At our temporary home in Bend, Ore., my family and I have been quietly following the news coming out of Juneau.
I was pleasantly surprised to read the May 9 statement of our new and refreshing governor, Sarah Palin. She announced that it was more fiscally conservative to wait for the litigation to conclude and for more accurate cost estimates to be available, before making the decision to go forward with the Juneau Access Project.
My family and I were so relieved, and felt like a true sense of honesty and transparency has been restored to our government and state. Obviously, this woman is road-wise compared to the somewhat shady and over-eager, road-happy fellows at the Department of Transportation and Public Facilities.

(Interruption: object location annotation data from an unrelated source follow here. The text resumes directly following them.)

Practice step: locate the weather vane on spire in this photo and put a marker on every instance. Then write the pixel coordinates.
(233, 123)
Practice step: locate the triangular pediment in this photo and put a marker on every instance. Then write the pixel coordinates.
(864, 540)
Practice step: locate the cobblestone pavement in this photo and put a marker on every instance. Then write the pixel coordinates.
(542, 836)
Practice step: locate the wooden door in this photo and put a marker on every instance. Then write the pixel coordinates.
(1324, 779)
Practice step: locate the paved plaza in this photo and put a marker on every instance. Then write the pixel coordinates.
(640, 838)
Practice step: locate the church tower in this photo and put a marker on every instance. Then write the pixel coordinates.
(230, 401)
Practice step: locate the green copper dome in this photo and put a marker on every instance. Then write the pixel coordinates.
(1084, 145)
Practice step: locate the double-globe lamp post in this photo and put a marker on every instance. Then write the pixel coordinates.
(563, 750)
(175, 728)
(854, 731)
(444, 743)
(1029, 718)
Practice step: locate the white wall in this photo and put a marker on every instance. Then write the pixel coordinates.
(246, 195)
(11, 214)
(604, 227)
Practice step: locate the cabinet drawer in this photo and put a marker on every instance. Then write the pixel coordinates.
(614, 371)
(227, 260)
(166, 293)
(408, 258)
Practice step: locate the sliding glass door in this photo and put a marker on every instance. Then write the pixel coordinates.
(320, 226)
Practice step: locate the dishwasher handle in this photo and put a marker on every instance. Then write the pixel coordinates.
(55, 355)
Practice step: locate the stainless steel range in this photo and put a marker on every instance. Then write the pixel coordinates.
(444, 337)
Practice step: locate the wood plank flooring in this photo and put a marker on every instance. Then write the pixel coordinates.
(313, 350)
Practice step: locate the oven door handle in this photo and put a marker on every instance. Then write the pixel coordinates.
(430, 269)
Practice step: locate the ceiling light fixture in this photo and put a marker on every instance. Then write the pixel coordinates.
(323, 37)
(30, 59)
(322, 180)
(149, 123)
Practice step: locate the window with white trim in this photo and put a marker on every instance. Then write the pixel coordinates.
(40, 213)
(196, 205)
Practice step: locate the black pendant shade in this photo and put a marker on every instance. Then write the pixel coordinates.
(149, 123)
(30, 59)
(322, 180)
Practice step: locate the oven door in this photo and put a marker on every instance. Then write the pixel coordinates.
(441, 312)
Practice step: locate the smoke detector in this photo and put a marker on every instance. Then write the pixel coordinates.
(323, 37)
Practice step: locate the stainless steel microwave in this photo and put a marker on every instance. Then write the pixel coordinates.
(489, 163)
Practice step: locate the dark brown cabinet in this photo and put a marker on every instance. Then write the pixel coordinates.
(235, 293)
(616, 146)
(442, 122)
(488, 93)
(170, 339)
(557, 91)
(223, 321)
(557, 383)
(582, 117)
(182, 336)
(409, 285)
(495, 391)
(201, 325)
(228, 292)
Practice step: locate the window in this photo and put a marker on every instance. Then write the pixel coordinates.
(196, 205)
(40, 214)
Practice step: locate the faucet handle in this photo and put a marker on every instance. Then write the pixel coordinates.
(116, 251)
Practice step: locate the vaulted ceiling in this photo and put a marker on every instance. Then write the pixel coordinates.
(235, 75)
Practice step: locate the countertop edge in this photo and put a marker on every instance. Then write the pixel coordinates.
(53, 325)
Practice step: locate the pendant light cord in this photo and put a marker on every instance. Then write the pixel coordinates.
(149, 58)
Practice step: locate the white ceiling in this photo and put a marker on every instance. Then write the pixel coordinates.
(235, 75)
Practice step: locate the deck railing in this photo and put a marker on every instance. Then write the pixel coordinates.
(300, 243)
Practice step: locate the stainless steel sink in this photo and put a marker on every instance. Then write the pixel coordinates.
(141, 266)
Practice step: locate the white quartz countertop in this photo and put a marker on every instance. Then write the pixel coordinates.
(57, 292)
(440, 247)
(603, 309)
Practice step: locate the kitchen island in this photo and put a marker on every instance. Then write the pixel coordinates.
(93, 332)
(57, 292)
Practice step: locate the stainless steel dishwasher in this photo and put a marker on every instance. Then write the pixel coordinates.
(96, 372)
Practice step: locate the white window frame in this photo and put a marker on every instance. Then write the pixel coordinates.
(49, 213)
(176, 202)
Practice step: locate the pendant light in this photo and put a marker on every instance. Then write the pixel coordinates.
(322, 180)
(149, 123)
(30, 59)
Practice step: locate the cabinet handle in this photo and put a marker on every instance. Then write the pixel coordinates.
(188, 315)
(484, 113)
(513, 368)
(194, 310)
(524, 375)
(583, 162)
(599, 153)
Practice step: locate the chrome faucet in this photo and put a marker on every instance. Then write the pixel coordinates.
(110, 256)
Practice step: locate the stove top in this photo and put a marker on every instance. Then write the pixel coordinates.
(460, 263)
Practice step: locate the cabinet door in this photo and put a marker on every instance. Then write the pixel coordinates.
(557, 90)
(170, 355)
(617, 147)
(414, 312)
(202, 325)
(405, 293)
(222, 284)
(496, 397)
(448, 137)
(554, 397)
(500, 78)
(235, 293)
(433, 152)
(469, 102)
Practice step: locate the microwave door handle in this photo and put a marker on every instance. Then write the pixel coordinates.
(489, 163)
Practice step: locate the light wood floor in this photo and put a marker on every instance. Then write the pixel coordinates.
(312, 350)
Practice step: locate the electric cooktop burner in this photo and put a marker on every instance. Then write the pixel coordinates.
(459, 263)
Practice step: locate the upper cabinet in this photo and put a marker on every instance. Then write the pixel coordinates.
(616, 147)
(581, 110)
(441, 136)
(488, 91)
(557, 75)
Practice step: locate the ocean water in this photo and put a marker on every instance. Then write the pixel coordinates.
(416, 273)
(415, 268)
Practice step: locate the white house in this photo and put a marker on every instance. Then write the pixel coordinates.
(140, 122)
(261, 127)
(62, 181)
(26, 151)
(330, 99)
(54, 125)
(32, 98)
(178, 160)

I don't say this in a mean sprit, but the great deal of momentum and the huge investment that Mal Menzies, the regional manager at Southeast DOT, is referring to in the article seems pointless, self-centered, and is an embarrassment of good government spending.
I have lived and worked as a carpenter in Haines for 17 years. My family and I are currently building our dream home on the west side of Mud Bay, overlooking Lynn Canal, which is directly across Grand Point sea lion haul-out.
The non-stop echo of the roaring sea lions and spouting whales are always reverberating over the waters from the east side. Our biggest nightmare would be to watch and listen to the destruction occurring on this rugged coastline, as the rock-crushing, self-seeking DOT makes its way up Lynn Canal.
I can understand our governor's fading support for this project. She is not about to ignore the overwhelming, scientific evidence of the Golder Report, which documents 31 active avalanche shoots, 52 rock-fall hazard areas, 42 debris-flow hazards, and two massive rockslide areas: all of which impact just 22.2 miles of the alignment.
In addition, there is a serious pubic outcry against this ridiculously expensive dead end road to nowhere. We have asked time and time again to put the money toward the already existing Alaska Marine Highway System. I truly hope to continue to hear the call of the wilderness, instead of the noise of heavy machinery followed by traffic.